Manifestantes furiosos na cidade mais pobre do país denunciam aplicação da quarentena contra o novo coronavírus sem ajuda do governo.
A cidade do Líbano, Trípoli, testemunhou sua terceira noite seguida de uma verdadeira revolta popular, com centenas de pessoas tomando as ruas para denunciar as duras condições de vida e a escassa ajuda do governo durante o bloqueio por causa da pandemia de Covid-19.
As forças de repressão do Estado usaram canhões de água na quarta-feira (27) na tentativa de dispersar a multidão, que tentava invadir um prédio oficial perto da Praça Al Nour, no centro da cidade.
A praça se tornou um centro de encontro e ação de protestos durante o levante no Líbano em outubro de 2019, contra a classe política do país, cuja corrupção e má gestão levou o país a uma crise financeira devastadora.
Os últimos protestos ocorreram quase três semanas após um lockdown em todo o país, que visa impedir o colapso do setor de saúde do país em meio a um aumento significativo no número de novos casos e no número de mortes relacionadas ao novo coronavírus. A pequena nação mediterrânea de cerca de seis milhões de habitantes registrou até agora mais de 285.000 casos e 2.477 mortes, com um recorde de 73 mortes na terça-feira.

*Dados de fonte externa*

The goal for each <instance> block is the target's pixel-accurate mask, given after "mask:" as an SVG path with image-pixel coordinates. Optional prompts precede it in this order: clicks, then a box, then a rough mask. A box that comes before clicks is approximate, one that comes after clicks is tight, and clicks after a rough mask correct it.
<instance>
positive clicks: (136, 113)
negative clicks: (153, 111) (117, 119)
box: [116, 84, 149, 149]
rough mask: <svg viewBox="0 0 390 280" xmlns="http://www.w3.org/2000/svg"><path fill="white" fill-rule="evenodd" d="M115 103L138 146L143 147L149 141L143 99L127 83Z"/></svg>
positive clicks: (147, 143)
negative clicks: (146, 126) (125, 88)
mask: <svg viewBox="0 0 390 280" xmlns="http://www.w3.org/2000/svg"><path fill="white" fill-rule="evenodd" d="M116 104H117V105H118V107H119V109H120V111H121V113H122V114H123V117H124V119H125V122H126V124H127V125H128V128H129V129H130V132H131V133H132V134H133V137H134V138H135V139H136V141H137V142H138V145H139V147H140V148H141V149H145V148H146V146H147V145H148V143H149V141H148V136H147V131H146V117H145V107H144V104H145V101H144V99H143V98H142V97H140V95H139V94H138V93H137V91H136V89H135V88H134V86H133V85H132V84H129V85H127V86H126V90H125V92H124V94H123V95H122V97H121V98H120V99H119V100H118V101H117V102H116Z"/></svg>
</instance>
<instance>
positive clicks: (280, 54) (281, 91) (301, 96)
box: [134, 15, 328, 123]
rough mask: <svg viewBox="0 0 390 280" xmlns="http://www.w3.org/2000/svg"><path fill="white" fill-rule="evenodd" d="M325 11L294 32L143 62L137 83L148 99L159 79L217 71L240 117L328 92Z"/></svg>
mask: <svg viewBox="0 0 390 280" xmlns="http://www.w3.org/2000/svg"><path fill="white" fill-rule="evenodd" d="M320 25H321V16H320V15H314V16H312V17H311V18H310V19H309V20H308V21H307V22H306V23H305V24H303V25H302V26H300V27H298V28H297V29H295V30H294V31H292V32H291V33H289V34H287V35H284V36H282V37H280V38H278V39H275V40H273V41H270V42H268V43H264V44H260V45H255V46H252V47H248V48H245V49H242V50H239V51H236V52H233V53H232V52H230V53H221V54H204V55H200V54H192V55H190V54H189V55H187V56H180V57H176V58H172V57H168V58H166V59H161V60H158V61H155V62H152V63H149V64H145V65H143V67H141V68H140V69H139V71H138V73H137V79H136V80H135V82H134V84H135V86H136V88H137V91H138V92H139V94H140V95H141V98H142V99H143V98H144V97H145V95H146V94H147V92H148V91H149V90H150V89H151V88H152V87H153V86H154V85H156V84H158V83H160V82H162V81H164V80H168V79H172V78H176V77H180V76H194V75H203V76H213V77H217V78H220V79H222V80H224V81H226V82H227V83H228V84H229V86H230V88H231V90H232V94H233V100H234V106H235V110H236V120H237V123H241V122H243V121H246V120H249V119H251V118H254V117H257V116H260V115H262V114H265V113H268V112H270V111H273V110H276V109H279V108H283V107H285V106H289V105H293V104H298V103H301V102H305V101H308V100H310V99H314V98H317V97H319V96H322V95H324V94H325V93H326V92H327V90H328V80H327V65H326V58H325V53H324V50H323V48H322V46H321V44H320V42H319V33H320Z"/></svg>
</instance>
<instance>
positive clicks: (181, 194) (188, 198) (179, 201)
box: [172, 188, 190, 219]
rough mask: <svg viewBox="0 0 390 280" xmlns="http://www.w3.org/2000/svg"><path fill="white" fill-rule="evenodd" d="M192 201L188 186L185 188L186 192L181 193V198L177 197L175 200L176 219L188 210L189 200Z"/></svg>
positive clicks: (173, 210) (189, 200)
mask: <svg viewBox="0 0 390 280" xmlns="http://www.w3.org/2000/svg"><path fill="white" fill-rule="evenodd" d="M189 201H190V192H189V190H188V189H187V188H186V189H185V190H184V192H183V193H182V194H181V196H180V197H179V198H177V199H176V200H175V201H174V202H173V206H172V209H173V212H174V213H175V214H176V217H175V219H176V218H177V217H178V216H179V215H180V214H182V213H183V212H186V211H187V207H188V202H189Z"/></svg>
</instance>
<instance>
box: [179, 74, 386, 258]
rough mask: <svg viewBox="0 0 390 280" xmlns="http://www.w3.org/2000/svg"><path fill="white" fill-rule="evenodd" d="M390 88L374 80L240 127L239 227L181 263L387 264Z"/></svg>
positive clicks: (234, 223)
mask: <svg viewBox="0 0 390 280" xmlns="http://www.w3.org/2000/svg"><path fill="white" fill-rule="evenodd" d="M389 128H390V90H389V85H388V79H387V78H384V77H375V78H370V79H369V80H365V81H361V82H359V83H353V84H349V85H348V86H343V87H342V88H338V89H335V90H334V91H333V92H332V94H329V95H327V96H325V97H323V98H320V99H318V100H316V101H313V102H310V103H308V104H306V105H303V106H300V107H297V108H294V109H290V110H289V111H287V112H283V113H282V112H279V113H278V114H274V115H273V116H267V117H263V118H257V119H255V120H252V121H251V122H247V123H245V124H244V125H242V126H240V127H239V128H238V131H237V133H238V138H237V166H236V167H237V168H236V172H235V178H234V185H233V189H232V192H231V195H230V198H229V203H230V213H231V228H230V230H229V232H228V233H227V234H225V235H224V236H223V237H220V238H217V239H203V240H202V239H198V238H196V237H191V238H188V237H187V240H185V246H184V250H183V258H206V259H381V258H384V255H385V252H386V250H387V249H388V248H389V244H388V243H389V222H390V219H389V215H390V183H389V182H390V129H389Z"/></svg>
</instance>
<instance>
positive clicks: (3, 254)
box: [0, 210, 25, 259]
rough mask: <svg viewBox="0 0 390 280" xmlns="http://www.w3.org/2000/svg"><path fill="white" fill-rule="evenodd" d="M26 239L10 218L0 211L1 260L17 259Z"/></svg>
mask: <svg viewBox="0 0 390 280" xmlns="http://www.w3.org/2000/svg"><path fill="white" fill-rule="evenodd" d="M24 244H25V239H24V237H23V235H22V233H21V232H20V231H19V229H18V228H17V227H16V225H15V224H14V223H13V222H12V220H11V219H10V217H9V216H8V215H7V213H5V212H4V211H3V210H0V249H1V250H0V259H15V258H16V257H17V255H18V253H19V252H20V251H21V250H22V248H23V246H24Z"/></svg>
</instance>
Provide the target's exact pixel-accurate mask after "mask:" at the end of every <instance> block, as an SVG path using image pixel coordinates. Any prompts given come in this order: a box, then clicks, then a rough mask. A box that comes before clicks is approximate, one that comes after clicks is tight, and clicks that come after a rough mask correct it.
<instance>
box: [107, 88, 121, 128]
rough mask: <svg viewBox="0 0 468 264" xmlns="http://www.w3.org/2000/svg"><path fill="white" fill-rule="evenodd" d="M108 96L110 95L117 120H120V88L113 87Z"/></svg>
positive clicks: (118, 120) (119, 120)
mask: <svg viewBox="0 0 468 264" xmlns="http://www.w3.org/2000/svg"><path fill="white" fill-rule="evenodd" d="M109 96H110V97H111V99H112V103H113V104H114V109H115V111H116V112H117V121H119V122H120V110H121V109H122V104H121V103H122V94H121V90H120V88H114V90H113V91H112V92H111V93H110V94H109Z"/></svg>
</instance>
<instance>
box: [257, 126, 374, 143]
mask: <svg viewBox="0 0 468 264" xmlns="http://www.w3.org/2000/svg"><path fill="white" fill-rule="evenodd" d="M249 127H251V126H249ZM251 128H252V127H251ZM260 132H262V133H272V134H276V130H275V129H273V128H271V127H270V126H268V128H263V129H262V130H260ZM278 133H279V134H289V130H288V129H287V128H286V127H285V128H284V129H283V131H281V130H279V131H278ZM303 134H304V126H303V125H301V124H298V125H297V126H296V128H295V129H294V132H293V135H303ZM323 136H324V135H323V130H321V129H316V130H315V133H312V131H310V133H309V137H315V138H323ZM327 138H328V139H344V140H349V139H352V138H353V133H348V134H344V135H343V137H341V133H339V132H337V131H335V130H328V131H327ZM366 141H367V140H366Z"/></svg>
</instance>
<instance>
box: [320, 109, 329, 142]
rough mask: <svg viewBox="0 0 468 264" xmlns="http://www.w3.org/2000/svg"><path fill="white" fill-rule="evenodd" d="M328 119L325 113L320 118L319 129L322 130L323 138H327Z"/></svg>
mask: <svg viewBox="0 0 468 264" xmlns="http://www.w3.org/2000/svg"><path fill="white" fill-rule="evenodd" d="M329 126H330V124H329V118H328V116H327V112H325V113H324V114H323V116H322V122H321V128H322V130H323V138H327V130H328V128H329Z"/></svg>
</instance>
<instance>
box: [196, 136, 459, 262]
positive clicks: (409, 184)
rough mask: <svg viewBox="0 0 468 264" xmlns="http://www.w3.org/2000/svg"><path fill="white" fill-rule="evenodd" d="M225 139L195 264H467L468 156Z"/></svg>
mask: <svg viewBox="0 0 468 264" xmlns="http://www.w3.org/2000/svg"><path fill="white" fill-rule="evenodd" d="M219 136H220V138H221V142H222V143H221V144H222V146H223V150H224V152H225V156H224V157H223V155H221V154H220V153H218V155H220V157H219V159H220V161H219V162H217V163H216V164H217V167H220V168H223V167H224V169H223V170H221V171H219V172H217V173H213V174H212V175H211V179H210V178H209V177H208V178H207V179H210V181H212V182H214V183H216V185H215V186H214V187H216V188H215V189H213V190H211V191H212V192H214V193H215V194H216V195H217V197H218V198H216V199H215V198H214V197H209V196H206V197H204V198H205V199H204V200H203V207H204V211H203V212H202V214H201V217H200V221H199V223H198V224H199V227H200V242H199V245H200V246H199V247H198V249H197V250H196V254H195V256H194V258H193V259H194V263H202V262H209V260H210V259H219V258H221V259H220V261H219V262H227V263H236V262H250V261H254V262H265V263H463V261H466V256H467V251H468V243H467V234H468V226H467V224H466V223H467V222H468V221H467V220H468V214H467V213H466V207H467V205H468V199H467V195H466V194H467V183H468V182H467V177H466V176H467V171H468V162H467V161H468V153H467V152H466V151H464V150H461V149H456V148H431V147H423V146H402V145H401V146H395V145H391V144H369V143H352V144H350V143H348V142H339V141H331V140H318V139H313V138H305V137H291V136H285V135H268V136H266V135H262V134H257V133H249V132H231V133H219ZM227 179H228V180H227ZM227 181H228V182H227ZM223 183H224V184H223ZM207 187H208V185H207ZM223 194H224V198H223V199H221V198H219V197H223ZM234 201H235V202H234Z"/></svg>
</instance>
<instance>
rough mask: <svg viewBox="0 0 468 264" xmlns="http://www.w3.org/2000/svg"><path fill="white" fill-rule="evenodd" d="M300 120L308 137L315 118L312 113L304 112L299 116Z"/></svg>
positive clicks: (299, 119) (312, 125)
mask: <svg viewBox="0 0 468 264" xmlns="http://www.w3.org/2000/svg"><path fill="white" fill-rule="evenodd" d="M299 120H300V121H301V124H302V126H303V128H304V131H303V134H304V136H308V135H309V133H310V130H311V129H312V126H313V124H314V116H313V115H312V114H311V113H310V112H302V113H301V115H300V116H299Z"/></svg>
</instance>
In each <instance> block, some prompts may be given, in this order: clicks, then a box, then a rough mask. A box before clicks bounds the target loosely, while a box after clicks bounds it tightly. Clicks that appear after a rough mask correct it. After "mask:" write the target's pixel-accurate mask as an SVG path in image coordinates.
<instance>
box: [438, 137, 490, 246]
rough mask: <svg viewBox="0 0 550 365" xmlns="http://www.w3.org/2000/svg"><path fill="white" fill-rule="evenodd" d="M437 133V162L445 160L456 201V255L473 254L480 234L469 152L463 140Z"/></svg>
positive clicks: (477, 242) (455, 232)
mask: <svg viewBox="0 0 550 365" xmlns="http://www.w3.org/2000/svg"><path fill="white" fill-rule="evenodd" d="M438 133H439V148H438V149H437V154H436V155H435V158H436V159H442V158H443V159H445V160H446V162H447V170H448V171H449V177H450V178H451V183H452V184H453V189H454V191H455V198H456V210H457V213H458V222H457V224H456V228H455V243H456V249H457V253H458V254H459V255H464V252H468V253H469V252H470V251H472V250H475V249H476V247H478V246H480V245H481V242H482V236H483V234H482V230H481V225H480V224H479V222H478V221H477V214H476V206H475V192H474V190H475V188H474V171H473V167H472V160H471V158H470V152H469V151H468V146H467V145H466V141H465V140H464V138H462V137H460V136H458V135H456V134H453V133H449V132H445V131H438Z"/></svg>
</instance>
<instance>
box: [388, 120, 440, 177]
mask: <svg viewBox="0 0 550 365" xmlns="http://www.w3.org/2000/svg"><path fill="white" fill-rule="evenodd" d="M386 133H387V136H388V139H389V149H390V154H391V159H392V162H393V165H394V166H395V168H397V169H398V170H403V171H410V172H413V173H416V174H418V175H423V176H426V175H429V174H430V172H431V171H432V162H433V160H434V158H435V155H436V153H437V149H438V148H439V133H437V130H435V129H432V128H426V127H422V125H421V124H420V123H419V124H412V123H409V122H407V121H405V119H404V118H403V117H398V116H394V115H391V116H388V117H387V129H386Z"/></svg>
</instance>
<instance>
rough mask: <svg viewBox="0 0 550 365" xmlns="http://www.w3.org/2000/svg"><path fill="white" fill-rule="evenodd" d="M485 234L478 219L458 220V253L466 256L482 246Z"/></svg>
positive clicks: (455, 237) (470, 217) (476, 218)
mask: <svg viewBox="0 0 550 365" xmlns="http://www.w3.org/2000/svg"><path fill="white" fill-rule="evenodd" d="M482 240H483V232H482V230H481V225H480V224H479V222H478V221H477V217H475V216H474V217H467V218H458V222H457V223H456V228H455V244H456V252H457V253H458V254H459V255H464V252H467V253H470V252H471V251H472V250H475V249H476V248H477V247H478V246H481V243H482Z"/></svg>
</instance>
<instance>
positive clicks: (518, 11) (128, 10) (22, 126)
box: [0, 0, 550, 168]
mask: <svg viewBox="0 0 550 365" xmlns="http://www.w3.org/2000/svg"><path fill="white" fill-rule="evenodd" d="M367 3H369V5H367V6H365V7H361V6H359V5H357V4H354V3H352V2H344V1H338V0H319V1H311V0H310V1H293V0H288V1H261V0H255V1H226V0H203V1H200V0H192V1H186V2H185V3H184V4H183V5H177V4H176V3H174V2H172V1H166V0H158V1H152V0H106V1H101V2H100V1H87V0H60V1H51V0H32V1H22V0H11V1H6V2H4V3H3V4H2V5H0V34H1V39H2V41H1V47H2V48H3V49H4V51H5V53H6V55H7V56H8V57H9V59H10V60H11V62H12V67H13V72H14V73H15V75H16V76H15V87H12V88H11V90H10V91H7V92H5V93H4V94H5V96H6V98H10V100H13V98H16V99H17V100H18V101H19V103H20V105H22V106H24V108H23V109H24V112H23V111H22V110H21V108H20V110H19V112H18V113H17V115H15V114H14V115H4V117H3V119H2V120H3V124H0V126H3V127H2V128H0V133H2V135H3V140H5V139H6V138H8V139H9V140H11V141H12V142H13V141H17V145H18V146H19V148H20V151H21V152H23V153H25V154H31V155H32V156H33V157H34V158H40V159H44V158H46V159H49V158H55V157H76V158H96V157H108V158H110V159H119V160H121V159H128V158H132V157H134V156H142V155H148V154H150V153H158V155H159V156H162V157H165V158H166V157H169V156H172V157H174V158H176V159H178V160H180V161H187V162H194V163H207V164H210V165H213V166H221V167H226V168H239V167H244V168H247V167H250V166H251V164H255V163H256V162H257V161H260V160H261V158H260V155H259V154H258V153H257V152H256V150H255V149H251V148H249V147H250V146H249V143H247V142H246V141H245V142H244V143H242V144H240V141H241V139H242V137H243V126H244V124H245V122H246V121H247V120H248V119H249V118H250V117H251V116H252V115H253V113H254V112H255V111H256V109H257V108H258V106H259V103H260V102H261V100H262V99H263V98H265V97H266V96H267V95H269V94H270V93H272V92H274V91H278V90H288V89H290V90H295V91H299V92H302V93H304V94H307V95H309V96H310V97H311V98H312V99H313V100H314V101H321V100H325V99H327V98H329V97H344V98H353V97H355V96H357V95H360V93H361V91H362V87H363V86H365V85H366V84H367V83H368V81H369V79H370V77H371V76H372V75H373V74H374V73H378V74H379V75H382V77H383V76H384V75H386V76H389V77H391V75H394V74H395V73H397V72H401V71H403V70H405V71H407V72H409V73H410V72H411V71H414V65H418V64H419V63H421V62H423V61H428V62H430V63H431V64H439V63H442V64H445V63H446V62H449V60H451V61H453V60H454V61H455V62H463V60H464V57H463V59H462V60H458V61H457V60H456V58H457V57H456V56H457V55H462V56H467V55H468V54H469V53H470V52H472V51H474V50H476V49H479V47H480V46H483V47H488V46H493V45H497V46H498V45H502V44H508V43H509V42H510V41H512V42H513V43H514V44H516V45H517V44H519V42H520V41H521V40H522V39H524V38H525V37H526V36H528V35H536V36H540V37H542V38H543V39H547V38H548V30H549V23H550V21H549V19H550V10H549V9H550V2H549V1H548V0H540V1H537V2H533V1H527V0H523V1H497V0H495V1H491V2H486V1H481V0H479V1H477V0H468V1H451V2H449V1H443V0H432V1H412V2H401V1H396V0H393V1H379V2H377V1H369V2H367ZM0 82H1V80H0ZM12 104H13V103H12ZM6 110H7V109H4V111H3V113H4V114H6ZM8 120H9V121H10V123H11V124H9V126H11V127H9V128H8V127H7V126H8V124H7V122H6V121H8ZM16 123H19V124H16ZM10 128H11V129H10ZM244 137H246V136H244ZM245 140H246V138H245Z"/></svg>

O forte bloqueio, que força praticamente todos os negócios a fecharem e quase todos a ficarem em casa, foi implementado sem apoio econômico do governo, em um país onde mais da metade da população é pobre.
“As pessoas estão com raiva e dizem que não podem mais sobreviver … ou fazer face às despesas”, disse Zeina Khodr, jornalista da Al Jazeera, relatando de Trípoli, acrescentando que os manifestantes na “cidade mais empobrecida” do Líbano denunciaram o bloqueio como “mais um fardo à sua luta”.
“Muitos trabalham no setor informal, o que significa que não recebem ajuda do governo”, disse Khodr.
Pelo menos 47 civis ficaram feridos desde o início dos protestos na noite de segunda-feira, com pelo menos uma dúzia precisando de hospitalização, de acordo com dados da Cruz Vermelha Libanesa.
Alguns vídeos dos protestos de quarta-feira (27) mostram coquetéis molotov sendo jogados por manifestantes em um prédio oficial, ao fundo, a multidão aplaude. Coquetéis molotov também foram lançados contra as forças de repressão em noites anteriores, e carros foram incendiados.
O Exército e tanques de guerra foram colocados nas ruas da cidade para reprimir a população. Os soldados usaram uma grande quantidade de gás lacrimogêneo e tiros de balas de borracha contra a multidão.
Tiros de arma de fogo foram denunciados por manifestantes. Assista:
Grupos menores de manifestantes realizaram suas próprias manifestações em todo o país na terça e quarta-feira, incluindo na capital, Beirute, no leste do Vale do Bekaa e no sul de Jiyeh e Tiro.
O bloqueio atual está programado para permanecer em vigor até 8 de fevereiro. O governo planeja iniciar uma campanha de vacinação em meados de fevereiro, com o ministro interino da Saúde, Hamad Hasan, dizendo que pretendem vacinar 80 por cento da população até o final do ano.
Nesta quinta-feira (28), um jovem foi morto em Trípoli, durante confrontos entre a polícia e manifestantes. Testemunhas e a imprensa local disseram que a tropa de choque atirou em pessoas desarmadas quando os manifestantes tentavam invadir o prédio do governo da cidade.
“As pessoas estão cansadas. Há pobreza, miséria, bloqueio e não há trabalho (…) Nosso problema são os políticos”, disse Samir Agha, um manifestante que participava do protesto, a um jornal local.
Foi a terceira noite consecutiva de forte mobilização popular.